Although many infectious diseases are transmitted to humans by a primary route, some are transmitted by several routes. Thus, it is generally recognized that tuberculosis is transmitted via aerosol, HAV by ingestion, erysipeloid by contact, rabies by penetration, and Lyme disease by a tick. However, in some occupational settings, especially in diagnostic, research, and production facilities, employees may be exposed to pathogens by abnormal routes, thereby leading to infectious diseases with puzzling clinical symptoms. Moreover, because large concentrations of etiologic agents are grown and manipulated in these workplaces, the opportunity exists for doses far exceeding community exposures. Thus, in workplaces where large quantities of infectious agents are being used, vigilance must be exercised to prevent human exposures via abnormal routes or with an overwhelming exposure dose.

Opportunistic infections occur in individuals, whose normal resistance to infection has been compromised, thereby making them susceptible to microorganisms that would not ordinarily cause disease. Those at higher risk include employees undergoing drug or steroid therapy resulting in transient immunosuppression and those with underlying disease associated with a permanent state of immunosuppression.
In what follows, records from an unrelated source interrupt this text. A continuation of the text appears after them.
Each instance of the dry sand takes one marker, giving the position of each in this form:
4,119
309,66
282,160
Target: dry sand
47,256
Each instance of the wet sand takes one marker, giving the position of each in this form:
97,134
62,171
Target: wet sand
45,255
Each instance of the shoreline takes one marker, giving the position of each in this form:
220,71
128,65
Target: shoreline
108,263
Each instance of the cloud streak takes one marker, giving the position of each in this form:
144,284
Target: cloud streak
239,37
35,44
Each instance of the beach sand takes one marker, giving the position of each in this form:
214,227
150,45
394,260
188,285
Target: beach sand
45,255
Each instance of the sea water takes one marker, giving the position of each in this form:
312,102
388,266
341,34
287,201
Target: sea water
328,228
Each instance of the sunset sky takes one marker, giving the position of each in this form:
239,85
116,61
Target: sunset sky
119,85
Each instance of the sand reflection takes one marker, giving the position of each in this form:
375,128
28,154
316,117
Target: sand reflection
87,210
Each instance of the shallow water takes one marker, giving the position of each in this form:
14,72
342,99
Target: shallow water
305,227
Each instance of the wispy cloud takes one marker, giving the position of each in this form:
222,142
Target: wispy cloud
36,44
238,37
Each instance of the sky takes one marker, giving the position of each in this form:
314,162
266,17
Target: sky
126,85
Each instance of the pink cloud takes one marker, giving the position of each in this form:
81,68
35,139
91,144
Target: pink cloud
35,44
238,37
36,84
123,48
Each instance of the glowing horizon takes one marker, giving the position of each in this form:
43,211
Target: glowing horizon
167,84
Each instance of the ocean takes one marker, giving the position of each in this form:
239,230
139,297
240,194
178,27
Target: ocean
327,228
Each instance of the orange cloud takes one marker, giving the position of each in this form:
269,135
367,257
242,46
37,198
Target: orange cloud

Pneumocystis carinii infection in HIV-infected individuals and Aspergillus fumigatus infection in bone marrow transplant recipients are examples of opportunistic infections.

Zoonotic infections result from human exposure to animal diseases. There are more than 200 recognized zoonoses. Data on laboratory-acquired infections have demonstrated that many were zoonotic in nature and represented all classes of infectious agents. The transmission of zoonotic agents can occur in numerous occupations, including veterinary practice, agriculture, animal husbandry, and forest management. It also occurs in such workplaces as animal-holding areas, abattoirs, research laboratories, field operations, commercial fishing, and pet operations. It is imperative that specific infection control practices be instituted to protect workers from zoonotic infections, including the use of prophylactic vaccination, quarantine of feral animals, containment procedures, serologic screening, animal husbandry practices, vector management, and the use of personal protection equipment.
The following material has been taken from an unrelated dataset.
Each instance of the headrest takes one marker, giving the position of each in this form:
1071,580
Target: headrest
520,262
CLASSIFICATION OF MICROORGANISMS FOR LABORATORY WORK

The Centers for Disease Control and Prevention and National Institutes of Health (CDC/NIH) classification of biosafety levels for infectious agents is based on a combination of pathogenicity and transmissibility. Combinations of engineering controls, work practices, and personal protective equipment are recommended for each of the four biosafety levels (i.e., BSL1, BSL2, BSL3, and BSL4). The hierarchy of levels is based on the transmissibility of infectious agents by the aerosol route. For example, commonly used laboratory strains of E. coli, which are not virulent and not easily transmitted, are classified in BSL1. The blood-borne pathogens (e.g., HBV and HIV) are classified as BSL2 agents because they are not easily transmitted as aerosols but cause more serious and life-threatening disease. (For work with large quantities of these agents, such as viral cultures, they are classified as BSL3.) The aerosol-spread Venezuelan equine encephalomyelitis virus and the yellow fever virus, for example, are classified as BSL3 agents.

A related system of animal biosafety levels (ABSL-1 to ABSL-4) exists for work with research animals.